During your most recent visit to your dentist, they may have informed you that you have several teeth that are geminated, which means that one tooth is basically a double tooth that has two regions of pulp that are held together by a single layer of enamel. While this condition normally occurs in baby teeth, it can affect permanent teeth as well. Usually, the gemination is small enough that it does not cause any issues. However, if you have large geminated teeth, there are a few possible problems that could arise if they are not treated.
1. Increases the Risk of Cavities and Tooth Decay
When you look at a geminated tooth, you can often see how it should be two separate teeth. The vertical ridge where the teeth should have been separated is well defined, and there is usually an increased number of ridges in the tooth enamel. Because of these extra ridges and indentations, geminated teeth are more prone to tartar and plaque development because they trap food and bacteria.
And because of the ridges and the way the teeth grow in to push into the teeth next to them, they are harder to clean. Brushing as you normally do with a toothbrush may not remove all of the food, and you may not be able to insert dental floss between the geminated teeth and the ones next to them. This makes the teeth more prone to cavities and eventual tooth decay if they are not treated.

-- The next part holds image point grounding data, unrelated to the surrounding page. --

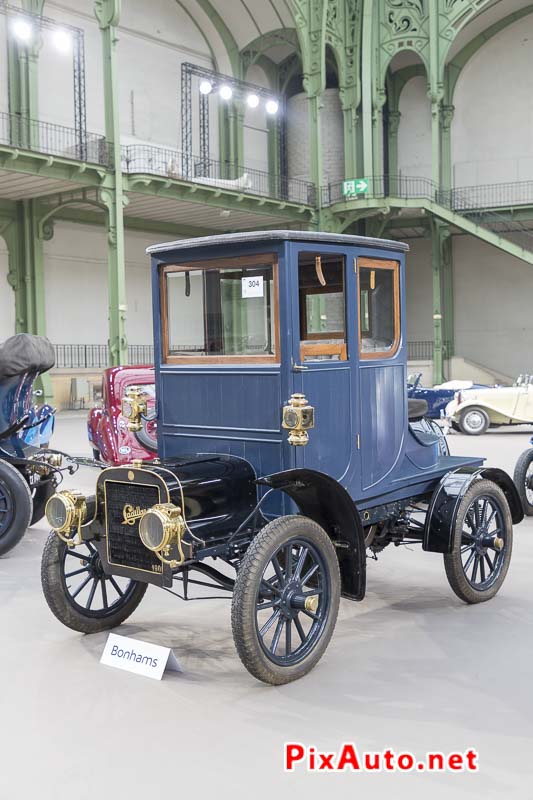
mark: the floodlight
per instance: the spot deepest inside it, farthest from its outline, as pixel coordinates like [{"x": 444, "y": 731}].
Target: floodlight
[
  {"x": 62, "y": 40},
  {"x": 205, "y": 87},
  {"x": 272, "y": 106},
  {"x": 22, "y": 29}
]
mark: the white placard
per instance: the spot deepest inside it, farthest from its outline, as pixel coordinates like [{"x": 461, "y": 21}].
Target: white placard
[
  {"x": 252, "y": 287},
  {"x": 133, "y": 655}
]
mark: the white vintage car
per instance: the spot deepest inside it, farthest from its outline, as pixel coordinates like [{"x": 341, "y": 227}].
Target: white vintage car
[{"x": 473, "y": 410}]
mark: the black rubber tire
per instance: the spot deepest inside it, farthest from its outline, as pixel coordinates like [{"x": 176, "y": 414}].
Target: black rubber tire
[
  {"x": 463, "y": 424},
  {"x": 51, "y": 581},
  {"x": 41, "y": 494},
  {"x": 243, "y": 609},
  {"x": 453, "y": 562},
  {"x": 16, "y": 487},
  {"x": 519, "y": 477}
]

Usually, an electric toothbrush and water flosser are required to fully clean the teeth. However, especially if the gemination is severe, you may still end up with cavities and tooth decay. If small enough, a crown can be placed over the geminated teeth to protect the enamel. If large, however, the tooth will need to be pulled.
2. Leads to Severe Tooth Misalignment
When a tooth is geminated, you basically have two teeth that are trying to take up the same space as one tooth. Especially if the gemination is large, this can create an issue with the rest of the teeth in your mouth. Not only will a geminated tooth rub up against another tooth and weaken its enamel, but it can also cause severe tooth misalignment, or malocclusion.

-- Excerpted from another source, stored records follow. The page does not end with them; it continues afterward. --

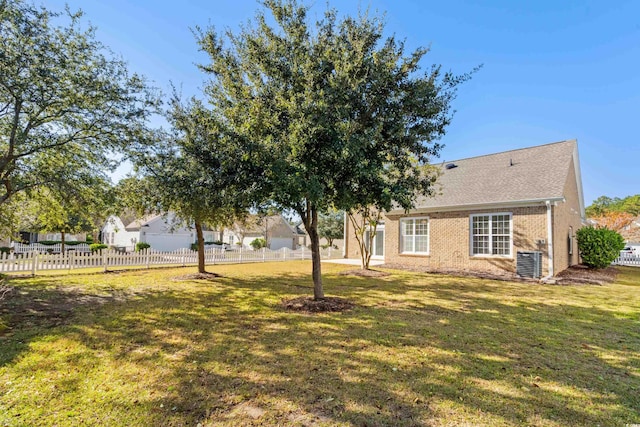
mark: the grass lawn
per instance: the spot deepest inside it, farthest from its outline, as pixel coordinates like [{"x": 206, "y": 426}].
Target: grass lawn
[{"x": 139, "y": 348}]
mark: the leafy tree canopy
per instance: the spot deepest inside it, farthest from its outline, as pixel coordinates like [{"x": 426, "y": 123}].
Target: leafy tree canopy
[
  {"x": 192, "y": 173},
  {"x": 66, "y": 104},
  {"x": 335, "y": 115},
  {"x": 604, "y": 205}
]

If you have had crooked teeth since your permanent set came in, the geminated teeth may be at least partially to blame, if not entirely. When a permanent tooth is largely geminated, it will cause pressure on any other permanent teeth as they try to come in.
Even if a tooth is not adjacent to a geminated one, the growth pattern of one next to it will cause the tooth to come in crooked. This crooked growth pattern then continues on until a majority of your teeth are maloccluded.
If you were unable to get braces when you were younger, you may be thinking about it now. However, if you have any tooth geminations, the braces may not work because the pressure will remain, which will push against the teeth and make them crooked again.
If this is the case, your dentist will need to treat the gemination before you can get braces. Sometimes, the tooth can be filed and reshaped. However, if the gemination is large, you may need to have the tooth extracted, then a dental implant can be inserted in its place.
If you have any permanent geminated teeth that are causing gum inflammation and pain or you suspect that they are responsible for any of the above issues, you should have it examined. Make an appointment with a dentist so they can look at the teeth to determine the extent of the damage they are causing, as well as to discuss available treatment options, such as reshaping or extracting the teeth.